Keywords: Fusarium, Fumonisin B1, Animal feed, Poultry feed, γ irradiation

Introduction

Animal and poultry feed industry has transformed into a well-organized, scientifically, oriented and technologically driven sector owing to its domestic and international market. India is the third largest egg producer and ranks fifth among meat producers globally. Feed being a critical component of food chain, its possible contamination by fungi and mycotoxins has a direct impact on animal health and also on food safety and public health. Fusarium species are the common contaminants of maize-based feed mixtures and it entails risk to human and animal health by producing fumonisins (Glenn 2007). Fusarium verticillioides and F. proliferatum are the most important producers of fumonisin toxins with wide geographical distribution and frequent occurrence in maize and maize-based food/feeds. Fumonisins are divided into four groups: A, B, C, and G, with the B-type fumonisins (FB1 and FB2) being the most toxic. FB1 makes up approximately 70% and the others 10–20% of the total fumonisin content (Nelson et al. 1993). FB1 toxin is known to cause animal mycotoxicoses such as equine leukoencephalomalacia in horses, porcine pulmonary edema in swines, and diarrhea, weight loss, inflamed liver, and poor performance in poultry (Marasas 1995; Prathapkumar et al. 1997; Hollinger and Ekperigin 1999). The major problem associated with mycotoxin-contaminated feeds is not the acute disease episodes, but low level toxin ingestion that causes metabolic disturbances resulting in poor animal performance and productivity (Bryden 2012). The US Food and Drug Administration (FDA) has set a permissible limit of total fumonisins in maize and maize-based products at 2–4 µg/g for foods and 5–100 µg/g for animal feeds (FDA 2001). The European Union Commission has regulated fumonisin levels to 1 mg/Kg for maize-based foods and 4 mg/Kg for unprocessed maize (European Commission 2007). Food and Drug Administration has set up the guidance levels for total fumonisins (FB1, FB2, and FB3) as 100 ppm in grain and grain by-products and 50 ppm in complete diet for poultry (FDA 2011).

Despite the application of various physical and chemical treatments to limit the fungal growth and mycotoxin production, complete eradication of toxins is challenging as contamination by fungi and mycotoxins can occur during storage or at any time until consumption.
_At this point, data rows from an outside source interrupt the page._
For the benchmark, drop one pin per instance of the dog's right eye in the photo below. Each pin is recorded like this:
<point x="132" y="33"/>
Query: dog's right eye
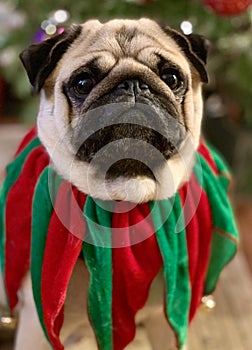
<point x="83" y="84"/>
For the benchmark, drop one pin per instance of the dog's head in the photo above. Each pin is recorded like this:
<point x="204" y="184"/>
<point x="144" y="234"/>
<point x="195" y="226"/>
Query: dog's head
<point x="121" y="106"/>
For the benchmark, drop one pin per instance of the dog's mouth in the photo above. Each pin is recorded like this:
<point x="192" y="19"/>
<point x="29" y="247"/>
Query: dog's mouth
<point x="127" y="150"/>
<point x="133" y="143"/>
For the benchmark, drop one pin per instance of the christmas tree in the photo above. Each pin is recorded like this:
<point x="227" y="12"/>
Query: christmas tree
<point x="230" y="62"/>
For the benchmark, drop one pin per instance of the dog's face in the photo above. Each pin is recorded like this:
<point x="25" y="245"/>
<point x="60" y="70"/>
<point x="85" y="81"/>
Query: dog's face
<point x="121" y="106"/>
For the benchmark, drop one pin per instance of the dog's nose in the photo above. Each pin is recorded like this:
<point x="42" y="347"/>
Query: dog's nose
<point x="132" y="86"/>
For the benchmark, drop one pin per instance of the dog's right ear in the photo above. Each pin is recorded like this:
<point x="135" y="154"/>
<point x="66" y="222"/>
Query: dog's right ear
<point x="40" y="59"/>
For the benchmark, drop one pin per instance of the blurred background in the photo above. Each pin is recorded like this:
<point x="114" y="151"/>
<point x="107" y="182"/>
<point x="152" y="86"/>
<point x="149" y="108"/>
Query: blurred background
<point x="226" y="23"/>
<point x="228" y="96"/>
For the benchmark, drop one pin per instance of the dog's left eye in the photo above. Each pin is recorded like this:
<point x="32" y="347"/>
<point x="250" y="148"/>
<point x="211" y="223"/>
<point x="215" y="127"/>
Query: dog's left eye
<point x="172" y="78"/>
<point x="84" y="84"/>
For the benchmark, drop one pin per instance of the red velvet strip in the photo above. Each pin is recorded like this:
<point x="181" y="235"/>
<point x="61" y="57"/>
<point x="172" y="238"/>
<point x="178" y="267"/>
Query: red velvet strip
<point x="18" y="222"/>
<point x="132" y="274"/>
<point x="61" y="252"/>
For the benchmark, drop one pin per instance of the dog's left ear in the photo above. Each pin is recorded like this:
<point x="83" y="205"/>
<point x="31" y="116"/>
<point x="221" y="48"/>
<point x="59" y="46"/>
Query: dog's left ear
<point x="40" y="59"/>
<point x="195" y="47"/>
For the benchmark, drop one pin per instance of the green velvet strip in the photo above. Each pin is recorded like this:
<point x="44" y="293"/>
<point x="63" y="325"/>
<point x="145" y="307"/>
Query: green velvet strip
<point x="13" y="170"/>
<point x="98" y="257"/>
<point x="44" y="196"/>
<point x="176" y="273"/>
<point x="225" y="234"/>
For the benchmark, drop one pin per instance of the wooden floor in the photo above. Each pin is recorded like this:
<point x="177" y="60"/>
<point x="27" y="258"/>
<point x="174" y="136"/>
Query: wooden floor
<point x="228" y="326"/>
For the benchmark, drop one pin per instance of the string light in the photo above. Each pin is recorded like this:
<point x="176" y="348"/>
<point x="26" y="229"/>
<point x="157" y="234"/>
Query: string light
<point x="186" y="27"/>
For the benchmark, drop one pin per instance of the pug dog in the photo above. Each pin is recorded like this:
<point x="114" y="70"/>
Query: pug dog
<point x="120" y="116"/>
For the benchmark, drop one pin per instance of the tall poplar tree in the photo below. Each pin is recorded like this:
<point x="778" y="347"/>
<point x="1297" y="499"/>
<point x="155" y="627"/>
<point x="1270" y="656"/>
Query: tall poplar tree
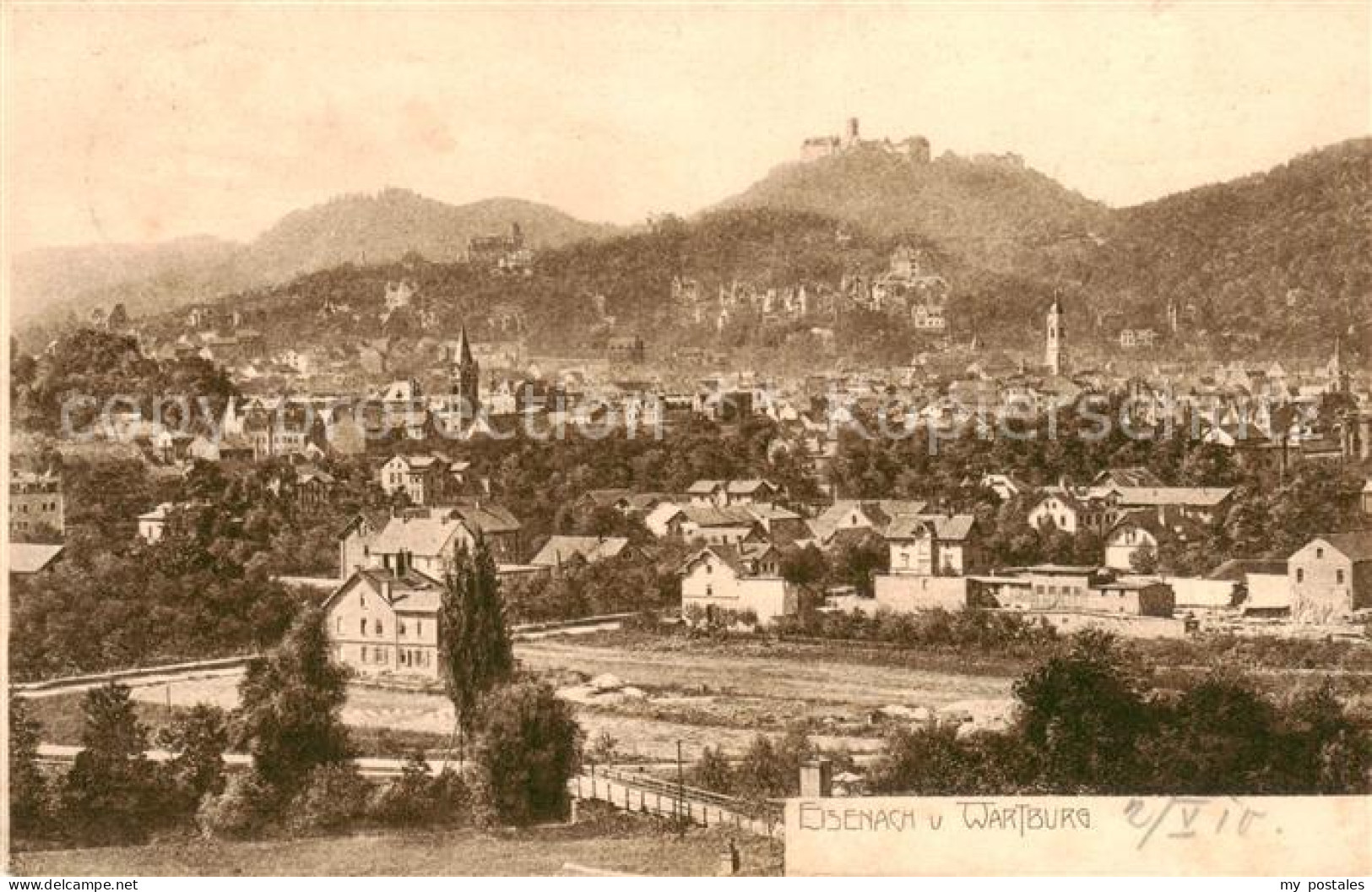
<point x="474" y="643"/>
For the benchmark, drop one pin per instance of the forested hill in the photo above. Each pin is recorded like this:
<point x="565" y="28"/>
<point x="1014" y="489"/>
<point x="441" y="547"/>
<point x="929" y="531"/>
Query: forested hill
<point x="1271" y="265"/>
<point x="54" y="285"/>
<point x="990" y="212"/>
<point x="1284" y="254"/>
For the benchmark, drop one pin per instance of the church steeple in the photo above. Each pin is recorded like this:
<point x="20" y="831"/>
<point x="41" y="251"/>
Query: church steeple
<point x="465" y="375"/>
<point x="1057" y="336"/>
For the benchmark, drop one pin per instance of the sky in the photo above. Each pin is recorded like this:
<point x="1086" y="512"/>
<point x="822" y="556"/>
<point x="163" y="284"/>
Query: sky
<point x="149" y="122"/>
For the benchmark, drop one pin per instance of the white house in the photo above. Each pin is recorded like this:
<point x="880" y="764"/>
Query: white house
<point x="153" y="525"/>
<point x="386" y="622"/>
<point x="1331" y="577"/>
<point x="1071" y="512"/>
<point x="737" y="579"/>
<point x="930" y="545"/>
Several substantial efforts have been undertaken to avoid contamination, but the most versatile is the treatment with ionizing radiation, particularly γ-irradiation in food and feed products (Ferreira-Castro et al. 2007). Low radiation dosage (up to 10 kGy) did not hamper nutritional quality of grains and feeds, but a few vitamins of the food grains are sensitive to irradiation. The nutritional loss (when treated with >10 kGy) is of minor importance when compared to the depletion in nutrients observed during heating of the food products (WHO 1999; Grolichova et al. 2004). An average dosage of 10 kGy irradiation is widely used and significantly reduces fungal population in maize and maize-based food products. Besides, a controlled storage environment is also of paramount importance for ensuring food safety. So far, only a few studies have reported fungal contamination and the presence of mycotoxins in irradiated maize. Moreover, to the best of our knowledge, no previous studies have analyzed fungal contamination of poultry feeds treated with higher doses of γ-irradiation. Here, we evaluated irradiated and non-irradiated animal and poultry feeds collected from various districts of Karnataka, India for contamination by Fusarium. PCR-based screening was performed for the identification of Fusarium species and FUM1 gene. Additionally, the ability of Fusarium isolates to produce FB1 was analyzed by artificial culturing in feed mixtures and detecting the FB1 levels by LC/MS. The study also evaluated the effect of different doses of γ-irradiation on Fusarium growth and FB1 production in feed model.

Materials and methods

Collection of feed mixtures

Animal feeds and poultry feed mixtures were collected from various markets, local stores, feed manufacturers, poultry, and animal farms covering 15 districts (Bellary, Bengaluru, Chamarajanagar, Dawanagere, Dharwad, Haveri, Hassan, Kodagu, Koppal, Mandya, Mysuru, Raichur, Ramanagara, Shimoga, and Tumkur) of Karnataka, India. A total of 108 feed mixtures (<500 g) comprising 52 animal feeds and 56 poultry feeds were collected among which 9 animal feeds and 14 poultry feeds were irradiated. Feed mixture samples were brought directly to the laboratory in sterile polythene bags and maintained at 4 °C until analysis.

Mycological analysis of feed mixtures

Each feed sample was ground using sterile pestle and mortar and serially diluted followed by spread-plating on potato dextrose agar (PDA) medium and Malachite green oxalate Agar (MGA) 2.5 medium. The MGA medium is the selective medium for Fusarium species. The plates were incubated under 12-h light/dark conditions at 28 ± 2 °C for 7 days. Fungal colonies that appeared on the plates were extensively studied for micro-morphological characteristics of Fusarium species with special emphasis on F. verticillioides and F. proliferatum using fungal keys and manuals (Leslie and Summerell 2006). All Fusarium isolates were sub-cultured onto Czapek Dox Agar (CZA) slants, incubated at 28 ± 2 °C for 7 days and maintained at 4 °C for further studies. Percent frequency of feeds contaminated with Fusarium species was determined by applying the following formula: % frequency = [No. of feed samples contaminated with Fusarium species/Total no. of feed samples analyzed] × 100.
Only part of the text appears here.